In der Raffinerie Lingen im Emsland wird der Mineralölkonzern ab 2024 eine 50 MW Wasserstoff-Elektrolyseanlage in Betrieb nehmen. Damit kann in einer Stunde etwa eine Tonne Wasserstoff produziert werden. Den Windstrom zum Anlagenbetrieb wird der dänische Energieerzeuger Örsted liefern. Die Anlage soll in einer zweiten Phase auf 150 MW ausgebaut werden, in einer dritten auf 500 MW.
Investitionen in erneuerbare Energien gesteigert, während Gesamtinvestitionen sinken
Schon vor einigen Wochen kaufte BP Anteile an Windparks vor der US-Küste. Dafür investierte der Konzern 1,1 Mrd. USD. Bis 2030 will BP eine Erzeugungskapazität von 50 GW erneuerbarer Energie aufbauen. Zum Vergleich: RWE verfügt aktuell als größter deutscher Erzeuger bei erneuerbaren Energien nur über Kapazitäten von 9 GW (Gesamtkapazität des RWE: 42 GW).
Während die Investitionen in die Erneuerbaren stiegen, wurden die Gesamtinvestitionen des BP-Konzerns 2020 um 25% auf 12 Mrd. USD gekürzt. Die Investitionen in Erneuerbare sollen stetig steigen und ab 2030 fünf Milliarden USD im Jahr betragen.
BP rechnet mit Stagnation bei Kraftstoffen
BP rechnet nun damit, dass der weltweite Erdölkonsum selbst ohne weitere Klimamaßnahmen weitgehend stagniert. Ab 2035 soll er dann zu schrumpfen beginnen. Bisher gingen die großen Ölkonzerne davon aus, das Geschäft mit Benzin und anderen Kraftstoffen werde bis mindestens 2040 wachsen. Neben dem Weiter-wie-bisher-Szenario bietet BP noch die Szenarien „Rapid“ mit einem schnellen Übergang zu erneuerbaren Energien (getrieben von einem CO2-Preis von 250 USD im Jahr 2050) und „Net Zero“. Dabei werden die Emissionen bis 2050 sogar um 95% gesenkt, weil auch Haushalte und Unternehmen sich klimaschonender verhalten.
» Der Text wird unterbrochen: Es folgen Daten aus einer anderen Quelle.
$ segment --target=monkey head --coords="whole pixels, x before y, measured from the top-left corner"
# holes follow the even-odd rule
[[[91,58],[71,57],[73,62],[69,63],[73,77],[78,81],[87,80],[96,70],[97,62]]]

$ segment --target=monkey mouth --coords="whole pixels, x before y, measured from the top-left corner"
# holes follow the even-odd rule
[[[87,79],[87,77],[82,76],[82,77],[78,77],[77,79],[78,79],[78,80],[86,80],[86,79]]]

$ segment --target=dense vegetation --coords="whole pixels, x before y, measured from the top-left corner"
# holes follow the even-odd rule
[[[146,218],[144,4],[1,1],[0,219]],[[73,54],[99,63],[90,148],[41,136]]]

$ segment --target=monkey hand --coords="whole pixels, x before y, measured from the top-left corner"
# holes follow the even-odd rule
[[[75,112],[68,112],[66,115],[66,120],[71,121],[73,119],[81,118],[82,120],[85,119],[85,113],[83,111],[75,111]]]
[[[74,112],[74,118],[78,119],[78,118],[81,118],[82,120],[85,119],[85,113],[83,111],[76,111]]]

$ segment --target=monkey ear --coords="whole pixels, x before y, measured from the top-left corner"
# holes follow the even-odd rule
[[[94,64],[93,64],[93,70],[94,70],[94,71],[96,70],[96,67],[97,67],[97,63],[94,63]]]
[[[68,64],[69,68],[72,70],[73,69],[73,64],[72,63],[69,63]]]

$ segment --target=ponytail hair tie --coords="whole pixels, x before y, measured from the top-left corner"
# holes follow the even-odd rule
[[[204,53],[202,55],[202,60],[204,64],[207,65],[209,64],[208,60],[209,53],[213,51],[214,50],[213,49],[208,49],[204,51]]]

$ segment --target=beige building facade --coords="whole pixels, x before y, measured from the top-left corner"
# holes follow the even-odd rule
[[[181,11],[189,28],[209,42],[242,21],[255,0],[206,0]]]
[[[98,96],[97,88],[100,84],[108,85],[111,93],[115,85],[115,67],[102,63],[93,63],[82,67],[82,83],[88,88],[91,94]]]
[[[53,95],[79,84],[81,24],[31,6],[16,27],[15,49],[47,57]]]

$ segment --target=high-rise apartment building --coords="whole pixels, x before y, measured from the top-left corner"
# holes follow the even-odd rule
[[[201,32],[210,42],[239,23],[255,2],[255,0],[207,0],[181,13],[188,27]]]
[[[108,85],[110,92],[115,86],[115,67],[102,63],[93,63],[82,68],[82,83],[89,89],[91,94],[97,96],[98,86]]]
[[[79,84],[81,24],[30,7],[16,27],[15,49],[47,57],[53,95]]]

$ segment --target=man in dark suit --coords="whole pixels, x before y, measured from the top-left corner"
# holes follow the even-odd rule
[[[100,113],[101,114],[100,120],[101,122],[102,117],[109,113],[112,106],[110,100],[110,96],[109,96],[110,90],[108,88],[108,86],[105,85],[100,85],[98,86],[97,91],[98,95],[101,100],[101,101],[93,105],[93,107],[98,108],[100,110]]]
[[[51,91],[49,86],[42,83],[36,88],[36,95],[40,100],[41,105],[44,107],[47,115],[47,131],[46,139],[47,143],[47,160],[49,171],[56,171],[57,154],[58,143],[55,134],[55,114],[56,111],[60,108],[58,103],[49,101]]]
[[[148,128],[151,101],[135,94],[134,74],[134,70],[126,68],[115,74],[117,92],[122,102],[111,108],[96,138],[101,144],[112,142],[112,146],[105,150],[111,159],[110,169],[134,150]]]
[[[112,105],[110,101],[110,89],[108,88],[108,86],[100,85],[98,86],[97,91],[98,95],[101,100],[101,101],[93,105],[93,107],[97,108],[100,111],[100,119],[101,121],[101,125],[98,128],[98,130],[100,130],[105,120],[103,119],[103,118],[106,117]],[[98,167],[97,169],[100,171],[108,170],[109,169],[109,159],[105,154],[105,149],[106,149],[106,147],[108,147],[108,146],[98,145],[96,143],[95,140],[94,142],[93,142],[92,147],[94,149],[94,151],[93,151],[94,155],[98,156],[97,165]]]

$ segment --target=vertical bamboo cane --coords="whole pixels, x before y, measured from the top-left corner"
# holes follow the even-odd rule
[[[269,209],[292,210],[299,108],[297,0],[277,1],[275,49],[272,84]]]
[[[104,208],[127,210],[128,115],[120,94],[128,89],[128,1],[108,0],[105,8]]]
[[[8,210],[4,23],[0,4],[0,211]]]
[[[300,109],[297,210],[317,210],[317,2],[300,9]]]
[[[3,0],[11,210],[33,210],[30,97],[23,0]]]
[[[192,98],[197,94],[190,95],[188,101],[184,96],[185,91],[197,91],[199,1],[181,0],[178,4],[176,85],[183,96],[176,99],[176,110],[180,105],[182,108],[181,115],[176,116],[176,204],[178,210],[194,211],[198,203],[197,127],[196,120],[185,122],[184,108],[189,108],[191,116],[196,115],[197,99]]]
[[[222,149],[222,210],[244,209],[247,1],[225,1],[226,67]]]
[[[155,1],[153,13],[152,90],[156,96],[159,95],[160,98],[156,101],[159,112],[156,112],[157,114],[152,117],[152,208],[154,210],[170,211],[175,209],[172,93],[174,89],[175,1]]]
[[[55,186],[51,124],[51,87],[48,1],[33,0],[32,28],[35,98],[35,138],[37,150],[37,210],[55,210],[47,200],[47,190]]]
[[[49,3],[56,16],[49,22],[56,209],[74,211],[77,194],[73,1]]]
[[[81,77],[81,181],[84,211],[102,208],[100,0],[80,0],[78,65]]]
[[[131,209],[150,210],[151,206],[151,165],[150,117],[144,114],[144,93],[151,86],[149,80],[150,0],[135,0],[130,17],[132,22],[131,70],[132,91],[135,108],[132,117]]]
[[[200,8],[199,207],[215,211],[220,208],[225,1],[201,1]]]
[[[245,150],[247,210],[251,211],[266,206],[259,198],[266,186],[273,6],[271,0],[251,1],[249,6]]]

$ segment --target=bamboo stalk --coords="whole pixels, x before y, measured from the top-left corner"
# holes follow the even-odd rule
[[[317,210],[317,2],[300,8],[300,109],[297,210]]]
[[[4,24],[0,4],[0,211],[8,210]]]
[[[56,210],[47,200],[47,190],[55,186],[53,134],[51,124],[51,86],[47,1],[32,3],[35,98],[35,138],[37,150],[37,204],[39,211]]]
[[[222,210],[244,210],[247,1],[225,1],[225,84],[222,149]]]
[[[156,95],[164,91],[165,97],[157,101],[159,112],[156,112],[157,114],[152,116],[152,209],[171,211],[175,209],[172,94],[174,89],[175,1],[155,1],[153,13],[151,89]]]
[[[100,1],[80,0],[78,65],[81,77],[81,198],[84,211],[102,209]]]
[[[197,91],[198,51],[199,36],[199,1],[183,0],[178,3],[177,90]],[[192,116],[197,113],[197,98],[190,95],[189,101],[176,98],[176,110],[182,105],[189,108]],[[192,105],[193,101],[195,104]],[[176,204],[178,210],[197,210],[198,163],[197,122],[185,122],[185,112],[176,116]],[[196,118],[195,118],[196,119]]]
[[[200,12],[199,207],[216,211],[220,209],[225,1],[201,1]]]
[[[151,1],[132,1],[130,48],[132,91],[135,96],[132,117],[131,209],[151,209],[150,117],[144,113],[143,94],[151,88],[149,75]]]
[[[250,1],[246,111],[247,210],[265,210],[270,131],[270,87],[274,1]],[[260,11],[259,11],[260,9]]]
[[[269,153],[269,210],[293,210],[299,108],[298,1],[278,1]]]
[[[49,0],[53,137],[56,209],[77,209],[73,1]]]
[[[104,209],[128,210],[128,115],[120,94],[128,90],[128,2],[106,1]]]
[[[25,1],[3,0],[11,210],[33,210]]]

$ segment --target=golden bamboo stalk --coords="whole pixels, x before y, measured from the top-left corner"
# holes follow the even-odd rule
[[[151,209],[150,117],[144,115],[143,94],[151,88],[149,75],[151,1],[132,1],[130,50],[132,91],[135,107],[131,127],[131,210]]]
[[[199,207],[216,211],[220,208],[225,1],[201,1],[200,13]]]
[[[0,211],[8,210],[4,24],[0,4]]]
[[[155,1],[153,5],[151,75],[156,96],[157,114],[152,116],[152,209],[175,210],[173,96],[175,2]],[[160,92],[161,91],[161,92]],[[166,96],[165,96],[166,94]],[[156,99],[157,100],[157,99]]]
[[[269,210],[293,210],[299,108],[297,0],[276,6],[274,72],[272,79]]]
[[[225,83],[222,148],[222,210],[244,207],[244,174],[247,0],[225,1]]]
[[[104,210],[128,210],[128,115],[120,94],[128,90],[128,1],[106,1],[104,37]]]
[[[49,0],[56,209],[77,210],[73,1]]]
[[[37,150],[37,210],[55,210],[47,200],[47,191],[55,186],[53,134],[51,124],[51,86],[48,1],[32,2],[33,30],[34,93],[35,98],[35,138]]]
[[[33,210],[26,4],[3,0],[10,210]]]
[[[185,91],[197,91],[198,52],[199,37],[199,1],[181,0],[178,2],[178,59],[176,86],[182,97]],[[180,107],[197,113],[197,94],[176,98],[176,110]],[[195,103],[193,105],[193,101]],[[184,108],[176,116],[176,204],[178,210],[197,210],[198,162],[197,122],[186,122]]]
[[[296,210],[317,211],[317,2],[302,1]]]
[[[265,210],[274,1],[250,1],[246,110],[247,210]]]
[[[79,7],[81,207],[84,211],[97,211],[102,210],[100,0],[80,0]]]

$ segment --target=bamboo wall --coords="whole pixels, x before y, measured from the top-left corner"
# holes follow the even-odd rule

Bisher wurden die Szenarien der Ölkonzerne beim Anteil der Erneuerbaren am Energiemix immer von der Realität übertroffen. Das hat BP nun in die Betrachtung mit einbezogen.
Andere Ölkonzerne sind vorsichtiger
Die anderen Ölkonzerne sind zurückhaltender. Auch Shell investiert in Offshore-Wind und Wasserstoff. Aber in geringerem Maß. In der Raffinerie Wesseling ist ein ähnliches Wasserstoff-Projekt geplant wie bei BP in Lingen. Er ist mit 10 MW aber um einiges kleiner. Windparks vor der niederländischen und der US-Küste sind im Bau.
Andere Ölkonzerne wie Total wollen zumindest den eigenen Energieverbrauch bis 2050 mit erneuerbaren Energien decken. Hat BP mit der Vorhersage recht, dass im Kraftstoffbereich kein Wachstum mehr möglich ist, werden die anderen Konzerne aber nachziehen müssen.
Fazit: Lange war Shell Vorreiter bei Investitionen in erneuerbare Energien. Nun liegt BP vorne. Als erster Ölkonzern gibt das Unternehmen das Ziel aus, sein Energieportfolio breiter aufzustellen. Denn es sieht keine Wachstumschancen im alten Geschäftsmodell.